Conséquence pratique de la complexité théorique du concept, ses premiers
utilisateurs dans le domaine socio-éducatif se sont affrontés d’une part au
« sens commun », qui tendait à limiter strictement la notion à
l’exercice d’un droit de vote, d’autre part aux juristes, qui ne voyaient dans
la notion de « citoyenneté des mineurs » qu’une parfaite
contradiction de termes…
On peut
donc considérer comme hypothèse de travail que ces difficultés théoriques et
pratiques ont conduit directement à préférer par la suite la notion de
« Participation »
LE RECOURS A LA NOTION DE PARTICIPATION
La notion de participation s’est assez vite imposée en
France à partir des années 1990 dans les commentaires développés autour de la
Convention relative aux Droits de l’enfant : on a souvent dit que se
trouvaient dans ce texte fondamental des droits relatifs aux trois
« P » : protection, prestation, participation.

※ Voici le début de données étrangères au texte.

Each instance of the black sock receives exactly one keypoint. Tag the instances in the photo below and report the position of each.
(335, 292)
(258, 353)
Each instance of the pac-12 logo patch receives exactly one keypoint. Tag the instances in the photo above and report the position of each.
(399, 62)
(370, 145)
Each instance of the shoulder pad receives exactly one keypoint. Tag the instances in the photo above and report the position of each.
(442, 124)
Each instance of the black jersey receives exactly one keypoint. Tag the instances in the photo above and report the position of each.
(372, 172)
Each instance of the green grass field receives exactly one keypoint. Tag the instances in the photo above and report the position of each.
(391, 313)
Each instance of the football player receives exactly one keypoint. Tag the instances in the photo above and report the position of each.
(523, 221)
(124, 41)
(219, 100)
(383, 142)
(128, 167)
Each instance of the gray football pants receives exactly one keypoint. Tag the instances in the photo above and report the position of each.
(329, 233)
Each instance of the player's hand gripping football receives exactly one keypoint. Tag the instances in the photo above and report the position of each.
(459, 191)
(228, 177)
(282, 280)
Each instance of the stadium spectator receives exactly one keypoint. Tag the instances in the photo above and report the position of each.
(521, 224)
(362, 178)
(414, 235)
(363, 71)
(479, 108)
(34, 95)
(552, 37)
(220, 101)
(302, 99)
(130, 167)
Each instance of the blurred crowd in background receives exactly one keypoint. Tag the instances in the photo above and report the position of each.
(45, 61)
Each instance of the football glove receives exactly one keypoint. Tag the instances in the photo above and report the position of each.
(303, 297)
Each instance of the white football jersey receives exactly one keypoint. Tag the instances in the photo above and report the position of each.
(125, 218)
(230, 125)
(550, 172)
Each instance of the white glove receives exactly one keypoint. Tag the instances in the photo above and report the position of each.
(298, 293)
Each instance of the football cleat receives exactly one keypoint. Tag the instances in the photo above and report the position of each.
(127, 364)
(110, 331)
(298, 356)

Autre facteur, qui a concouru à imposer un peu plus le terme
de participation : la dimension internationale du débat sur les droits de
l’enfant, qui a émergé suite à l’adoption de la Convention par l’Assemblée
générale des Nations Unies. Comme en de nombreux autres domaines scientifiques,
ce débat est largement dominé par les recherches éducatives anglo-américaines…
qui utilisent ce même terme de « participation », alors que le
concept de « citoyenneté » ne se traduit pas aussi facilement. Son
équivalent anglais (« citizenship ») s’applique en effet quasi
uniquement au domaine politique et est plutôt l’équivalent pour nous de « nationalité »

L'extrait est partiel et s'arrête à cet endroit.